What is Bernoulli distribution?
A Bernoulli distribution is a discrete probability distribution that describes the probability of achieving a “success” or “failure” from a Bernoulli trial. A Bernoulli trial is an event that has only two possible outcomes, which we typically call “success” and “failure.” For example, a coin toss is a Bernoulli trial, because the only possible outcomes are heads (success) and tails (failure).
The probability of success
The probability of success in a Bernoulli trial is denoted by the letter p. The probability of failure is 1 — p. For example, if the probability of flipping a heads is 0.5, then the probability of flipping a tails is 0.5.
The Bernoulli probability mass function
The Bernoulli probability mass function (PMF) is a function that gives the probability of getting a “success” in a Bernoulli trial. The PMF is denoted by f(x), where x is the number of successes. For example, if x = 1, then f(x) is the probability of getting one success in a single Bernoulli trial.
The Bernoulli PMF is:
f(x) = p^x (1 - p)^(1 - x)
where:
- x is the number of successes
- p is the probability of success
- (1 — p) is the probability of failure
Example
Let’s say we flip a coin 10 times.
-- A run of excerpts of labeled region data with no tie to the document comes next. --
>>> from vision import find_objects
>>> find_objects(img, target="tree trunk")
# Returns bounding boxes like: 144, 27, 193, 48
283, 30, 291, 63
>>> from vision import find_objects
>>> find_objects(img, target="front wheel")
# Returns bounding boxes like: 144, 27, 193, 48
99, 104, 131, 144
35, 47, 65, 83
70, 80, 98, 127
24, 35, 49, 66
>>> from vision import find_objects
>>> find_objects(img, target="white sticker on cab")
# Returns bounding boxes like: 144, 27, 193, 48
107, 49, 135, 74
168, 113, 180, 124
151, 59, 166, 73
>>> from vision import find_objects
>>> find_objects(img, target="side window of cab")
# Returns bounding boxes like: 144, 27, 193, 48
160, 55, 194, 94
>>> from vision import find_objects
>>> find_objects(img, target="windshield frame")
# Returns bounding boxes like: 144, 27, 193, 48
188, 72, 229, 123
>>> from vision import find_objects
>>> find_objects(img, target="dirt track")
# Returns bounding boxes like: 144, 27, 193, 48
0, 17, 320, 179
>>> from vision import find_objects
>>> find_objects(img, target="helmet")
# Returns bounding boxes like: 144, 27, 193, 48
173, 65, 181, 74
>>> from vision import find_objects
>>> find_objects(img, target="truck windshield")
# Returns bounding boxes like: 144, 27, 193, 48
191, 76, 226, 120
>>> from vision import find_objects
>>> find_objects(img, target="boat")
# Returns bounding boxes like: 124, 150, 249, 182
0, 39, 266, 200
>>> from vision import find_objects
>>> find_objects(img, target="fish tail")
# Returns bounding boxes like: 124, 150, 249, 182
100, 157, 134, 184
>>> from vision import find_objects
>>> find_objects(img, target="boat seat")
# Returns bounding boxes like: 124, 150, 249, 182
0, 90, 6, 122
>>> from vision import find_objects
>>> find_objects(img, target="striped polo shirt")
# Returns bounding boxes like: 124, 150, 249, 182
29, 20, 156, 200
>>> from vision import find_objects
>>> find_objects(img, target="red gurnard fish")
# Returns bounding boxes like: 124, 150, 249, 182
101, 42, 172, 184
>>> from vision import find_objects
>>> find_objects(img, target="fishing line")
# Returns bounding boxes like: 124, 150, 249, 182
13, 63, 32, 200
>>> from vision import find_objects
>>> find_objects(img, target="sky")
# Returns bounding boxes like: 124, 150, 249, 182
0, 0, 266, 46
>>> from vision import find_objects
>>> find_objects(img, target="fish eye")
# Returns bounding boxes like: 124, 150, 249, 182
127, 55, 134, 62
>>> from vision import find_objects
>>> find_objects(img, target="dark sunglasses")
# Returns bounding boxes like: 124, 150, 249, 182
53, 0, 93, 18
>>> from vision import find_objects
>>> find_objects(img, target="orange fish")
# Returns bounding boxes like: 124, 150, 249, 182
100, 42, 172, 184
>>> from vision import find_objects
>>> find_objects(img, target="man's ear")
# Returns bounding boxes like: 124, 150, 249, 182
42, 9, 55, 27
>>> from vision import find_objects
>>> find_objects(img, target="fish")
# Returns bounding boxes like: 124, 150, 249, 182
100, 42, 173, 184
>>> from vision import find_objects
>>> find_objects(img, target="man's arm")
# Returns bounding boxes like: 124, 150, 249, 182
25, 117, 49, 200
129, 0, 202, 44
We want to know the probability of getting 5 heads. The number of successes in this case is x = 5. The probability of success is p = 0.5, because the probability of flipping a heads is 50%. The probability of failure is 1 — p = 0.5.
The Bernoulli PMF for this example is:
f(5) = (0.5)^5 (0.5)^5 = 3125/1024
This means that the probability of getting 5 heads in 10 coin flips is 3125/1024, which is about 30.77%.
Bernoulli distribution in other applications
Bernoulli distribution is a simple but powerful tool that can be used to model many different types of events. For example, it can be used to model the success or failure of a medical treatment, the probability of a customer making a purchase, or the likelihood of a student passing an exam.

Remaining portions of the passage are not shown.